What's On My Mind
To the ignorant eye, vaguely similar things blur together. Only when you know something about a subject do individual examples stand out in all their particularity. The magazine Garden & Gun has an article this week about the Smithsonian album Sounds of North American Frogs, which is apparently a “cult classic” among amateur naturalists. I’ll take their word for it. To my ear, all frog noises just sound like ribbit.
Our foreign policy debate is between those who want to collapse every ongoing conflict into one big war and those who think each case is distinct. President Biden on Thursday gave a speech expressing the former view, painting Hamas and Putin as allies against freedom. Jonah Goldberg and Matthew Continetti both had columns saying the same thing: it’s all one war.
In general, my rule of thumb is that the people trying to obfuscate details are the ones trying to pull one over on you and the people who think details are important are the ones who care about the truth.

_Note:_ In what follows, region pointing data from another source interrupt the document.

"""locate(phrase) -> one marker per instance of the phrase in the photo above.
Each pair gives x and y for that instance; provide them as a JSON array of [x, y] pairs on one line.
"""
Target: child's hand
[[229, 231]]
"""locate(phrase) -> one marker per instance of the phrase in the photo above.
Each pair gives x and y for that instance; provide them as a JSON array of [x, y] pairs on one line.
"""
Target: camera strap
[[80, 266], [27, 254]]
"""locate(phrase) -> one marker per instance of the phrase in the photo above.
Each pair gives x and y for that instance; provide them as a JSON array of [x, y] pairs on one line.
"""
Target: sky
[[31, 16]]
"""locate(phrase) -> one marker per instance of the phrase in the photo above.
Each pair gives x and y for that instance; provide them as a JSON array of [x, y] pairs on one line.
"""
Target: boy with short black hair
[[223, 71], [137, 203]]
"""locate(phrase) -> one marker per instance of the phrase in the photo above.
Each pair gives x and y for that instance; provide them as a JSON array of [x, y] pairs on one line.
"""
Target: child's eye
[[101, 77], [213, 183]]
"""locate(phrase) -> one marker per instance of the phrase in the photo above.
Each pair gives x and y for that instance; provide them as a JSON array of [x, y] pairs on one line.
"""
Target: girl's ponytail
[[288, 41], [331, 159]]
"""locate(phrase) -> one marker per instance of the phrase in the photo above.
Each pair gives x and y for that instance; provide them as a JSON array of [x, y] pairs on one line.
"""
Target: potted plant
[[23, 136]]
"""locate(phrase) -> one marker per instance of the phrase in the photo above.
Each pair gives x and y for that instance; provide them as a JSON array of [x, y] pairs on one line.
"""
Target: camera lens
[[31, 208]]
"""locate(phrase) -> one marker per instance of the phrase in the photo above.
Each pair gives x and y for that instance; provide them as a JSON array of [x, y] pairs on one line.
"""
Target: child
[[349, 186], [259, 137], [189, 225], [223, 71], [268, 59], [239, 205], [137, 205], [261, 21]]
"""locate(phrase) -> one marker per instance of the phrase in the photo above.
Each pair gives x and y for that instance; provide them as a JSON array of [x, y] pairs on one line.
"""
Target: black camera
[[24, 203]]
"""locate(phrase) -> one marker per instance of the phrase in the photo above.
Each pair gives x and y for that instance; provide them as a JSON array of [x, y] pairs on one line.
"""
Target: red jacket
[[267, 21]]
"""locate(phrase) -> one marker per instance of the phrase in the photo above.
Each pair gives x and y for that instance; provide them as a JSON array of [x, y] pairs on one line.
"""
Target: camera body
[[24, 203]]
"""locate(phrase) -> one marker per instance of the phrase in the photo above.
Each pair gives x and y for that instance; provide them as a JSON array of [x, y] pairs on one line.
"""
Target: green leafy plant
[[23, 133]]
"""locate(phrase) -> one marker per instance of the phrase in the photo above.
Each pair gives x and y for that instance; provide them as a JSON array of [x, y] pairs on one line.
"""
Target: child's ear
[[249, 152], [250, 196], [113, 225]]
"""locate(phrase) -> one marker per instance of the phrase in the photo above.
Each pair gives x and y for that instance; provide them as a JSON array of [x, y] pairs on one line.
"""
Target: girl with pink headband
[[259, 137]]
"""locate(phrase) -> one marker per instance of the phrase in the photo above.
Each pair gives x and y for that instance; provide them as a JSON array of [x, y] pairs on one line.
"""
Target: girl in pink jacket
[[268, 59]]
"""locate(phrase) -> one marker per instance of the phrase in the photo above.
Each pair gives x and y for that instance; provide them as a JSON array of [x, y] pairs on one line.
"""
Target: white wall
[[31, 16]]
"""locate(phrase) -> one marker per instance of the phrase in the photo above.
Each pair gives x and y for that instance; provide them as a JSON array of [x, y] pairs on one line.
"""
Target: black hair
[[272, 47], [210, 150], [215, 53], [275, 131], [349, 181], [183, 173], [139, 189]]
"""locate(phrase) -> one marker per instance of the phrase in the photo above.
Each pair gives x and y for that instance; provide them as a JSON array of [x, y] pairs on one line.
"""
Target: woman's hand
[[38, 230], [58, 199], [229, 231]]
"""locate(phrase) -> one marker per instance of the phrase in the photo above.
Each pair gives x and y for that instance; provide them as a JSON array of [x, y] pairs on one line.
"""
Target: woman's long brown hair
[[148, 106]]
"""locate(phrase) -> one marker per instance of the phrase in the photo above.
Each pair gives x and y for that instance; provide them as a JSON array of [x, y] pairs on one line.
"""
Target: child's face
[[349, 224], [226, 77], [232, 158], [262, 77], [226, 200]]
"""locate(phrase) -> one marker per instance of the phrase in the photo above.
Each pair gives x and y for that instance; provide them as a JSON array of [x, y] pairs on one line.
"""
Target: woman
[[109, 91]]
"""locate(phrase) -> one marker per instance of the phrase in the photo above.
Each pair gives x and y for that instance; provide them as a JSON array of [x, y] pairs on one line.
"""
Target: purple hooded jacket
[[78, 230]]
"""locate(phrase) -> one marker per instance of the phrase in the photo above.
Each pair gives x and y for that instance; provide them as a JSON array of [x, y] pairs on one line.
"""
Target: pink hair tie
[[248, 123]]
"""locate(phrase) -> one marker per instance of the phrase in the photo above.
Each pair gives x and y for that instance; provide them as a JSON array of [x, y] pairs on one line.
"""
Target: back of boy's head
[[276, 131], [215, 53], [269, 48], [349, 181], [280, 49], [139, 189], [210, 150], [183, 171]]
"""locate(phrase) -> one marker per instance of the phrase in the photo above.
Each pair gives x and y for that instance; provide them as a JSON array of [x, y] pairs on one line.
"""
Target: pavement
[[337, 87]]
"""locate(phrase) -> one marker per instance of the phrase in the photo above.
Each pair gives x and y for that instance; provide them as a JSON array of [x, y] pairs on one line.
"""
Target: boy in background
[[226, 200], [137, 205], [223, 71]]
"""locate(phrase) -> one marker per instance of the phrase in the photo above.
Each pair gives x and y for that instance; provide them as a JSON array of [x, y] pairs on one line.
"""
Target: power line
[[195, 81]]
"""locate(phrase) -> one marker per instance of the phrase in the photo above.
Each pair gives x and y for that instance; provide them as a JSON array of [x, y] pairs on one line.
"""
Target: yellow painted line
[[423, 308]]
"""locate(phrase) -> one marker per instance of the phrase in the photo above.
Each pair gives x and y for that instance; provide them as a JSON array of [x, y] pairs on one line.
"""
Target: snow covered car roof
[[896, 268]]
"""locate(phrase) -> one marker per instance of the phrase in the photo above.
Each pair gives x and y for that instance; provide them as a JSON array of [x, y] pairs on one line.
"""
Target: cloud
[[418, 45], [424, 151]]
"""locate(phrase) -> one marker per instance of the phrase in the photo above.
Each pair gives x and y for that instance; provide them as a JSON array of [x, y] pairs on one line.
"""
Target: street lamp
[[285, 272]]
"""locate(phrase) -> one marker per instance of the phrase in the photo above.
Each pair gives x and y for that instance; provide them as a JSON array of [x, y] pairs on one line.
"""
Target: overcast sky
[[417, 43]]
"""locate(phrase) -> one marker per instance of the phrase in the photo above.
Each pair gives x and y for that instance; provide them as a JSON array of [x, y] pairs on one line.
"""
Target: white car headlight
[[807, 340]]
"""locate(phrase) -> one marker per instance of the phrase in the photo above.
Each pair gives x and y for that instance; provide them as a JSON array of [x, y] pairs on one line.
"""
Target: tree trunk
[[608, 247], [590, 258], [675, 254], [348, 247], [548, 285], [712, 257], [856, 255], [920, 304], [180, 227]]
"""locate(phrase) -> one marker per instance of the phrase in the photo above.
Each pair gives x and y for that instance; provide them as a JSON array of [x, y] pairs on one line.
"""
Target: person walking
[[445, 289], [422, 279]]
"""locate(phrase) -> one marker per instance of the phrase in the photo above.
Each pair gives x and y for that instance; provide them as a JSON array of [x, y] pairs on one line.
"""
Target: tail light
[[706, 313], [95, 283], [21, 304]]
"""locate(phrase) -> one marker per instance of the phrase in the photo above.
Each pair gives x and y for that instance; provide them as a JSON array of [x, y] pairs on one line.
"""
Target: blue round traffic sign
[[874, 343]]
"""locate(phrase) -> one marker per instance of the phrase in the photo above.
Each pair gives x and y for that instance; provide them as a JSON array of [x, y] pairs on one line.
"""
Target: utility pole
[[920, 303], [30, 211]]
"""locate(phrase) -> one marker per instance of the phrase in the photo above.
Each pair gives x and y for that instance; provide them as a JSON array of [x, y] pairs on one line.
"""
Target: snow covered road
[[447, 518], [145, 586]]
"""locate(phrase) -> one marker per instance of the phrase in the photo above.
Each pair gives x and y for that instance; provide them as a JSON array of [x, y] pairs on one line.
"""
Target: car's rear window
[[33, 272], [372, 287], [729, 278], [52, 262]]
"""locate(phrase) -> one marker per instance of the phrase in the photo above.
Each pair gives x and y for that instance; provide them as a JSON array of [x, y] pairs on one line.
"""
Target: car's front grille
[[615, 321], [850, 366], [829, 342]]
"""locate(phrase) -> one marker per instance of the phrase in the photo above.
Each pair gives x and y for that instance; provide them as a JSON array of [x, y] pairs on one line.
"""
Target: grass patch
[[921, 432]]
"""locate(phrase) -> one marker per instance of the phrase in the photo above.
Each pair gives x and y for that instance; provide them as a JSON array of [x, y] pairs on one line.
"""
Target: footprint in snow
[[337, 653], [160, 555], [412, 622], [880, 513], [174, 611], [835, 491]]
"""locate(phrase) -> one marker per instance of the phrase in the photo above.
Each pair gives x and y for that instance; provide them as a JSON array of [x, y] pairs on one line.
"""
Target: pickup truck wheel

That’s certainly true in this case. The conflicts in Ukraine and Gaza could not be more different—in their causes, their bearing on American interests, and the feasibility of the antagonists’ goals.
Senator J.D. Vance tweeted that Biden’s speech was an effort at deliberate moral confusion, “using dead children in Israel to sell his disastrous Ukraine policy to skeptical Americans.” That sounds about right.
From the Pod
As I noted on this week’s podcast, one place where the line that “it’s all one war” is getting zero traction is Jerusalem. The Israeli government denied a request from Volodymyr Zelensky for a “solidarity visit.” No thanks, they said, we’ll catch you next time. Like I said, the more you know about something, the more you want to treat it as unique.
Also on the podcast this week was a segment on Judge Tanya Chutkan’s new gag order in the federal case against Donald Trump, which in my opinion is an even bigger story than the war in the Middle East. This takes the lawfare against Trump to a whole new level. Preventing him from speaking freely about public figures including one of his rival candidates, Mike Pence, is such blatant election interference that it would shock the greatest cynic.
Under the terms of the gag order, President Trump can’t say that the prosecution against him is a political show trial that would embarrass a banana republic. So I will.